Seltsam, denn eigentlich ist die Sache schon vor Jahren ausführlichst von Juristen behandelt worden. Ein
Artikel bei hrr-strafrecht.de von 2004 erklärt, warum die Nutzung eines offenen WLANs eben
nicht strafbar sein soll.
Wenn man der heise-Meldung glauben darf, stellt das Gericht technische Fakten auf den Kopf:
Der Begriff "Nachrichten" umfasse auch die Zuweisung einer IP-Adresse durch den Router. Diese nicht für ihn bestimmte Nachricht habe der Angeklagte "abgehört", in dem er auf die zugesandte IP-Adresse zugegriffen (...) habe. Denn die IP-Adresse sei gerade nicht für den Angeklagten bestimmt gewesen. Vielmehr werde die Festlegung, wer zur Verwendung der IP-Adresse berechtigt ist, allein vom Eigentümer des WLAN-Routers und nicht dem Gerät selbst getroffen.
Da liegt das Gericht falsch.
Durch die Verwendung des im Router integrierten (abschaltbaren)

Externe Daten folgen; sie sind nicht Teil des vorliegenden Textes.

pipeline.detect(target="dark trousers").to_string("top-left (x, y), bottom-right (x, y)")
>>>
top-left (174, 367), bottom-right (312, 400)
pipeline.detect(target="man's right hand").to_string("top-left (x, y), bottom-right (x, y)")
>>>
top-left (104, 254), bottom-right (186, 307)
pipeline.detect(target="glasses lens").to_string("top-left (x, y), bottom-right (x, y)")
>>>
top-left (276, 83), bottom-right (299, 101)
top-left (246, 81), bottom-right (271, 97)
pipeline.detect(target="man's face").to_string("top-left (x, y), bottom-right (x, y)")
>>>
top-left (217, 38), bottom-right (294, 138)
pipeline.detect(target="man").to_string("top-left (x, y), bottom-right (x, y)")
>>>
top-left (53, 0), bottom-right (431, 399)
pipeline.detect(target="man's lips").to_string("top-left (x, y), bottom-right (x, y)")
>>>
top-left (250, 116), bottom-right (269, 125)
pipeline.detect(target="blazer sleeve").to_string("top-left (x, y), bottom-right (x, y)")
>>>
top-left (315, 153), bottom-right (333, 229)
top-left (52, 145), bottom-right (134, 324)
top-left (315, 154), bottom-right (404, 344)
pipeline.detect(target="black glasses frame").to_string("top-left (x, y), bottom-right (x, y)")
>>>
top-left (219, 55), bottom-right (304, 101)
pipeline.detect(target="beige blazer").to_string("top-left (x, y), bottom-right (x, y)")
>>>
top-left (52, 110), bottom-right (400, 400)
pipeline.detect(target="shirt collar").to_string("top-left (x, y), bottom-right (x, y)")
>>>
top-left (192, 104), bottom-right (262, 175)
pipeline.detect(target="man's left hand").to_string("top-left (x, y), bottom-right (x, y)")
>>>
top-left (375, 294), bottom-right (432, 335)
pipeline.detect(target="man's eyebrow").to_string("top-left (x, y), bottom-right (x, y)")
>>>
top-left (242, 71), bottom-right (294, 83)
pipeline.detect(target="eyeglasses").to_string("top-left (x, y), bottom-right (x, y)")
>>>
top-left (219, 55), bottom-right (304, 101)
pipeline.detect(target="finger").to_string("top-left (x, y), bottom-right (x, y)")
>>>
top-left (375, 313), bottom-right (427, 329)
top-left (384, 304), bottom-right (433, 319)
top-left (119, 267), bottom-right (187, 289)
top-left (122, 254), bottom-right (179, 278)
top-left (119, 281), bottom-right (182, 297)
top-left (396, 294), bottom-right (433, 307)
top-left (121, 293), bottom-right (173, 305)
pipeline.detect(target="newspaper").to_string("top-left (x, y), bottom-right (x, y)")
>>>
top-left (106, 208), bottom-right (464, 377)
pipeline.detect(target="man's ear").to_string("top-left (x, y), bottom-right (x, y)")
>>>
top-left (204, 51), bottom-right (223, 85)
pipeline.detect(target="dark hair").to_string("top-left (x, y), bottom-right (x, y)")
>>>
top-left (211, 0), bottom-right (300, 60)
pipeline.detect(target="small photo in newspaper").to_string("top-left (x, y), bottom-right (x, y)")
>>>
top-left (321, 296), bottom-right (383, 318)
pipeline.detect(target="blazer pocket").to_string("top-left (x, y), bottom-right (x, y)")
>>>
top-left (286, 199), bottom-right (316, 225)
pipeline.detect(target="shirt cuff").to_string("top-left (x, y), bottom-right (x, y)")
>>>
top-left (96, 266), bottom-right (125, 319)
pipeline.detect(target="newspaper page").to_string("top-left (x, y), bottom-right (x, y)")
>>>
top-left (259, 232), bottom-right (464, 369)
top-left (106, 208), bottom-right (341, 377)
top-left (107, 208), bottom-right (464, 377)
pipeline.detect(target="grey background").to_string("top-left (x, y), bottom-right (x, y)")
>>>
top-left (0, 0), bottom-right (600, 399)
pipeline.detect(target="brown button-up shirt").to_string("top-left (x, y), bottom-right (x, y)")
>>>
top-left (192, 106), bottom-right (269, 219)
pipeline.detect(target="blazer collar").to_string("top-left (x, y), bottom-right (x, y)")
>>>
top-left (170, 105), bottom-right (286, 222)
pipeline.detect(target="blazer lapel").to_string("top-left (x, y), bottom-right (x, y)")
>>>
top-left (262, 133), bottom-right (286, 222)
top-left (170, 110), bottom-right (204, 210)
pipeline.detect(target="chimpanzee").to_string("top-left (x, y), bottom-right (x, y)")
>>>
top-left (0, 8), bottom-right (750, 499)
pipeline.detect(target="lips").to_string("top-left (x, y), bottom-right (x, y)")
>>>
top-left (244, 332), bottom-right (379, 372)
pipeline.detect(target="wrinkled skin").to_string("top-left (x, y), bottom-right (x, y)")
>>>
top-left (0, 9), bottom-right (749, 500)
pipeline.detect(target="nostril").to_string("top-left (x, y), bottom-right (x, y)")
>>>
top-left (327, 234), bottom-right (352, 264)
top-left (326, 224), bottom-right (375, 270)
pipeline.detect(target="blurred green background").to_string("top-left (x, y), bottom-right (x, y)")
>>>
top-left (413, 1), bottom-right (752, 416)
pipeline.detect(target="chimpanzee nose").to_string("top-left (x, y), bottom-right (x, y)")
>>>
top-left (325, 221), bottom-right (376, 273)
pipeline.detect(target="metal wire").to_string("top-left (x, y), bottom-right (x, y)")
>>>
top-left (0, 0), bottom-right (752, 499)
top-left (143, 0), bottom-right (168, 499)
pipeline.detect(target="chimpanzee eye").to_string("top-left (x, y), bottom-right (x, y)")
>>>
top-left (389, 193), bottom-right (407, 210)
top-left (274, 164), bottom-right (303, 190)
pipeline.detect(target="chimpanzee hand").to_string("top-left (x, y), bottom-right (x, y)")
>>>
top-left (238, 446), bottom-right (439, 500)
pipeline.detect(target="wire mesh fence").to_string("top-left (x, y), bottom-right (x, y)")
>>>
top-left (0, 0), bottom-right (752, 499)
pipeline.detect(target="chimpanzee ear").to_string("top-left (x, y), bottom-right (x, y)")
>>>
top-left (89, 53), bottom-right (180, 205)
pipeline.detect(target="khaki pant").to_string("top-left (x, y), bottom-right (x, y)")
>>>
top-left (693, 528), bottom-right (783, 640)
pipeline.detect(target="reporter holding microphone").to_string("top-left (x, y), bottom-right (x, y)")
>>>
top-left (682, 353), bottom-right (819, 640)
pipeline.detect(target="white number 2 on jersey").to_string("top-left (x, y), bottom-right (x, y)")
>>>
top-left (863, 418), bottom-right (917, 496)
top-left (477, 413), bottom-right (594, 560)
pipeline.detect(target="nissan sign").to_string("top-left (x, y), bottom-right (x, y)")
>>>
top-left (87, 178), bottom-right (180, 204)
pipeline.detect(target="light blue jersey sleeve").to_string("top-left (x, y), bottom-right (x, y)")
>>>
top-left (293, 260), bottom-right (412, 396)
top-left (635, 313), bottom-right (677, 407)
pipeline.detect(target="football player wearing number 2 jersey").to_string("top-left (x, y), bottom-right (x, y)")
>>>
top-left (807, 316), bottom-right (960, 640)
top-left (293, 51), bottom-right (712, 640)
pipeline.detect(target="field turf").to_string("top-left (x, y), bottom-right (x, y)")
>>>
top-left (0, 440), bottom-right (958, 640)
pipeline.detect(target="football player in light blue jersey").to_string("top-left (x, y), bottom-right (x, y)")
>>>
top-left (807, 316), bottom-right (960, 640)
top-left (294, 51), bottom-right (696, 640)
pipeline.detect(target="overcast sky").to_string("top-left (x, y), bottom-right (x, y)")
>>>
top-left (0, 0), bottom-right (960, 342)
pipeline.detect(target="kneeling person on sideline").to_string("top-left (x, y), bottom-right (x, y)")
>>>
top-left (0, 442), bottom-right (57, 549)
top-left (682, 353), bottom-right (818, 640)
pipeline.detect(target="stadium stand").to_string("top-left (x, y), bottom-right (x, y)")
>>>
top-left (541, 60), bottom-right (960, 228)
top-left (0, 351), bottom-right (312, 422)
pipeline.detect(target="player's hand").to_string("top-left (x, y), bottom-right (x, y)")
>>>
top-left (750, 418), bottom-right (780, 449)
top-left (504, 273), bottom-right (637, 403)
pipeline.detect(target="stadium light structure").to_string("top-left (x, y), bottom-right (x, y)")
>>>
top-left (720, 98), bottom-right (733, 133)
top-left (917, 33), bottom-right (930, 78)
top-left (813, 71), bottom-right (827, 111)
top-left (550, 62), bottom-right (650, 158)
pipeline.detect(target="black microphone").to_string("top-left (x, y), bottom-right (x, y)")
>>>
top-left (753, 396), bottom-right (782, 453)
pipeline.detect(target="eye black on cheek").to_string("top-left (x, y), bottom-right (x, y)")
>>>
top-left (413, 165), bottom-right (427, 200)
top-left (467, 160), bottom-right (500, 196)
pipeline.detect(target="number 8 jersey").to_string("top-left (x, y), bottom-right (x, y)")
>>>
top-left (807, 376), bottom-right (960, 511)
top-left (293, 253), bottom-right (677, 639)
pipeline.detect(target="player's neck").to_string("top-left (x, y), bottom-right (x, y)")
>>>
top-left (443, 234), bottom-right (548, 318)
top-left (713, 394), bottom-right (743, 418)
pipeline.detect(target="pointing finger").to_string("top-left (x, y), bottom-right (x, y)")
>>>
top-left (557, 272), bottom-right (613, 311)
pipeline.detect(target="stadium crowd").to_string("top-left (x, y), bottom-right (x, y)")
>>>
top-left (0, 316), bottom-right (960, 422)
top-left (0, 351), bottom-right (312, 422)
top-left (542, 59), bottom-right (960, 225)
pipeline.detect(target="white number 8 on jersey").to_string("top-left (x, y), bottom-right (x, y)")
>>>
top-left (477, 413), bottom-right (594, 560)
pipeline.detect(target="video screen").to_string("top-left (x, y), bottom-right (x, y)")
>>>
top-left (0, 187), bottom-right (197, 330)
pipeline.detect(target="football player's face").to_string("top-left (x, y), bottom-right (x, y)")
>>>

DHCP-Servers hat der Benutzer ja gerade
weithin sichtbar seinen
Willen erklärt, anderen eine interne IP-Adresse zur Nutzung des Netzzugangs zuteilen zu wollen. Der Router drängt die Information, dass er verfügbar ist, allen "Empfangsgeräten" durch
Beaconing regelrecht auf und teilt dann einem WLAN-Gerät
gezielt eine IP-Adresse mit.
Stellt sich natürlich die Frage, wie es mit irrtümlichen Willenserklärungen aussieht, oder ob der Betroffene aus dem Fenster gerufen hat, der Laptop-Benutzer solle es lassen. Details dieser Art gehen im Nachrichtendschungel gerne mal verloren.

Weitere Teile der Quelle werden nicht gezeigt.